Anger is commonly the emotion of choice to avoid experiencing shame. Shame is a feeling of worthlessness, devaluation, feeling put down, suppressed. Shame is usually forced onto us by other people who themselves likely are full of shame. Since they feel a great need to feel more valuable they think they can achieve it by putting others down to make themselves feel a little higher by contrast. This is attempting to use subtraction to arrive at an apparent net gain – a mathematical nonsense.

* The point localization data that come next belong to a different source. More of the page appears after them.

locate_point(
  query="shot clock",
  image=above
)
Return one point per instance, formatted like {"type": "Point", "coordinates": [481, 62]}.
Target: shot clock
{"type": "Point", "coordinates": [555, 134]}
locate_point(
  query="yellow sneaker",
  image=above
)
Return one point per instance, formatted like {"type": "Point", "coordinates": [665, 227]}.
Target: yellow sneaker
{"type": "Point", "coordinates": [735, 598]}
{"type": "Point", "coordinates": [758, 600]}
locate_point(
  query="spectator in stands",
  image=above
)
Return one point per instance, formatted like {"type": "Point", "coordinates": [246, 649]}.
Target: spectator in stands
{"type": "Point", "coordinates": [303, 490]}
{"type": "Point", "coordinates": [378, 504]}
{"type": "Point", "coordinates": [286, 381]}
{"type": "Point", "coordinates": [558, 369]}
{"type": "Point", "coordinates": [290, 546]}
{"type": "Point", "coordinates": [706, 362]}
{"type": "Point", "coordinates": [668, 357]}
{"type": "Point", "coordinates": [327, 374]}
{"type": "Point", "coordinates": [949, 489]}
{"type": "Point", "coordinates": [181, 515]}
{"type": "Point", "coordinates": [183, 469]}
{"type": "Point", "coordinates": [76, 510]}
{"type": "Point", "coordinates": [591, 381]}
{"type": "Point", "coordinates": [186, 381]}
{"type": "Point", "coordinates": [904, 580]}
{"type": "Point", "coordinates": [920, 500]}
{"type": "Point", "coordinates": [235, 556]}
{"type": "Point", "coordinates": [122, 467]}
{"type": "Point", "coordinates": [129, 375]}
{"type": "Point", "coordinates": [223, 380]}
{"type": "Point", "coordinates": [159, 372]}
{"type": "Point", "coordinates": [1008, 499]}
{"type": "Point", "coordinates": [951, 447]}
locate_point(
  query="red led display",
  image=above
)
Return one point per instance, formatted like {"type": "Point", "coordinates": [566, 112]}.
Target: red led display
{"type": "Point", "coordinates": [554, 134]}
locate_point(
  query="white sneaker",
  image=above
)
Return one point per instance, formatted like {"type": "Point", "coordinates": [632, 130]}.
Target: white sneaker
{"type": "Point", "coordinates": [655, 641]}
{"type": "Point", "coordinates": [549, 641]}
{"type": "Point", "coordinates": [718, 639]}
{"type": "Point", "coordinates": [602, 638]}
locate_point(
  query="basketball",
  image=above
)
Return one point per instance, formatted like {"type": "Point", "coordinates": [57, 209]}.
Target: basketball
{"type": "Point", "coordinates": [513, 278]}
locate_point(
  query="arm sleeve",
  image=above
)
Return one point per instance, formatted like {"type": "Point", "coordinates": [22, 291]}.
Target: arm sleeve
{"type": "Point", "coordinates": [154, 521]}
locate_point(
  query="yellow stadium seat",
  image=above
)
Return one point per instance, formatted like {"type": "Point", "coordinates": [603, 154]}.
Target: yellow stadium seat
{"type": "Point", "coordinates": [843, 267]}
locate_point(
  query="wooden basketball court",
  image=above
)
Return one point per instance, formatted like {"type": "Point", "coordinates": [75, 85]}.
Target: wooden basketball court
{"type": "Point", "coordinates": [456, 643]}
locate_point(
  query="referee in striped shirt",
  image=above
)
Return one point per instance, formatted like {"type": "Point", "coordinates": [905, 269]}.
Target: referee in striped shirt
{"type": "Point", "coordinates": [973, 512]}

When others shame, belittle, criticize and demean us for whatever reason, we are tempted to react in kind because we already feel we are operating from a disadvantage. When we believe their message about our identity because it resonates with embedded lies which are activated in our memories, our pride immediately reacts to defend ourselves since we are sure no one else will defend us. And if no one defends us we are afraid of some kind of death and associated pain. Therefore the root of fear is activated and the sarc is employed to formulate an answer to this threat to our personhood.

But shame is a shameful thing, and being of that nature we are very shamed to admit to anyone that we are feeling shame. Because we are being shamed and devalued by someone, especially when done in public, our sarc chooses to employ force to counterattack and hopefully protect ourselves from further pain. Because the shame coming at us is often from people with power over our circumstances we often internalize the cravings for counterforce (anger) and seethe inside against them until we feel safe enough to vent our frustration and anger to someone else because we feel to intimidated to direct it openly against our protagonist.

It has been observed that the more intense the anger there is in someone during a discussion the less truth they have to support their position. Anger is often rooted in the desire to force others to value us, to take us seriously, to use intimidation to get them to respect us. Anger is a grasping for value but also an attempt to put others down and diminish their power so by contrast we will appear to have more power. Anger usually employs shame to weaken others to that (we believe) they will be afraid to hurt or threaten us again. Of course this is simply a self-reinforcing cycle that never ends until new element are introduced to neutralize the crazy cycle.

Shame/low value must be replaced with salvation value found in the face of God.

Fear bonds must be replaced with love and joy bonds.

Anger and self-defense must be replaced with trust in God's defense and also experienced in The Body.